Being a mom for five and a half years now has taught me a few things.
This may sound silly to some, but the biggest thing it’s taught me (aside from how to live with my heart running around outside my body of course) is how to run a household. That sounds like such a… I don’t know. Stupid thing to have learned? But I think that if you believe that running a household is no big deal, then you have no idea what you’re talking about.
(That kind of rationale works, right? If someone disagrees with me, they’re dumb?)
Seriously, though, I don’t have a house cleaner (YET. The countdown is on and next promotion that Steve gets IT IS HAPPENING) and I do
freakin everything most of the work around the house. Aside from the hanging doors and snow clearing that Steve does (among other things and I don’t mean for this to minimize his imputs), when it comes to day-to-day stuff around here, it’s on me. That includes garbage and recycling, cleaning, laundry and cooking (on days when Steve’s at work). No big deal, right? There was a point when it was enough to bring me to tears.
I guess because it’s all so much and all so continuous and no one gives you a yearly bonus or raise or even a required by law lunch break.
Anyway, partly because they’re older and are capable of playing in a different area of the house than me unsupervised without a very high likelihood of killing themselves, but partly just because I’ve gotten used to it. My mom told me this would happen, when I bemoaned about it to her years ago. “You just get used to it and it becomes less exhausting,” she said. And at the time, it sounded like such a dreary answer because basically, that means that you just have to suck it up and do it. And you do just have to suck it up and do it, which is part of what makes it so hard because honestly, while there’s nothing wrong with Cheerios and raw veggies with dip for dinner, children do eventually require cleaning and clean clothes.
I tried cleaning in different ways: one task per day (dusting on Monday! Bathrooms on Tuesday! etc) and while that worked for a while, and worked when the kids were young because I didn’t really have two hours at a time to spend cleaning, eventually I both got tired of cleaning every single day and missed that day and a half of bliss that you get after you gut the house before it gets messy again.
I’m back now to once
a week every two weeks, and I’m ok with that. Toilets and… stuff gets cleaned proper at least once every two weeks. Vaccuuming happens when it needs to/can. Dusting probably once a month. But the tidying happens daily or at least every other day.
It helps to stay on top of it, laundry is still my biggest downfall (three blissful laundry free days = the rest of the week catching up).
I guess though, that what I’ve realized, is that all of this (most of the time, anyway), doesn’t really bring me down anymore.

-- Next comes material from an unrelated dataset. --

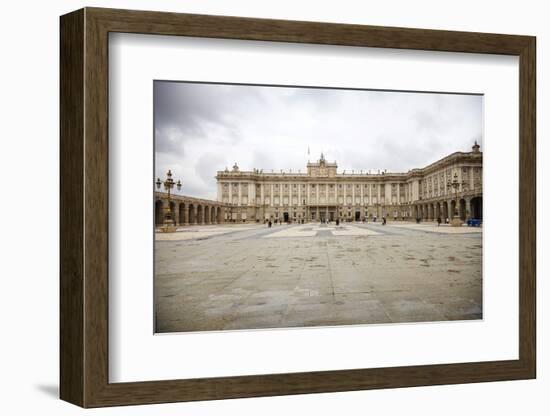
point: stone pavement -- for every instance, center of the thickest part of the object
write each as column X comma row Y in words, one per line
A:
column 251, row 276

I cook and feed and clean and study and it’s just… the way, you know? Some days I’m wired and some days I’m utterly exhausted and most days fall somewhere in between those two extremes. I had planned on mopping today, but my longish run this morning kicked my butt, so I scrapped those plans and made muffins and then rested on the couch for half an hour while the girls’ played dollies.
More importantly than not seeing it as a burden anymore, I also realize that it’s ok. It’s all going to be ok. I do what I can, and I usually do my best. My kids never go hungry or cold or to bed without a story. There’s no one casting stones at me regarding the amount of dust on the picture frames on my mantle and on the day when I meet my maker, the number of times my bathroom smelled like pee will not come into question.
It’s hard when kids are babies. They are wonderful and special and amazing, but it’s hard. And it wasn’t even until I got away from it that I realized how difficult it had been. They were heavy (figuratively), I carried them everywhere. I used to think about Steve dying and leaving us, and I concluded that I would never love another man. Because who would want me with all this baggage? And yesterday, as I thought about my children and my dog and my home and my life, I realized that if Steve died and left us, I may never love another man. Not because another man couldn’t handle my baggage though, but because I don’t know that I’d be willing to share this gift – of raising them, of knowing them, of caring for them, of opening my heart to learn from them – with anyone else.
And I think that maybe that has made all the difference.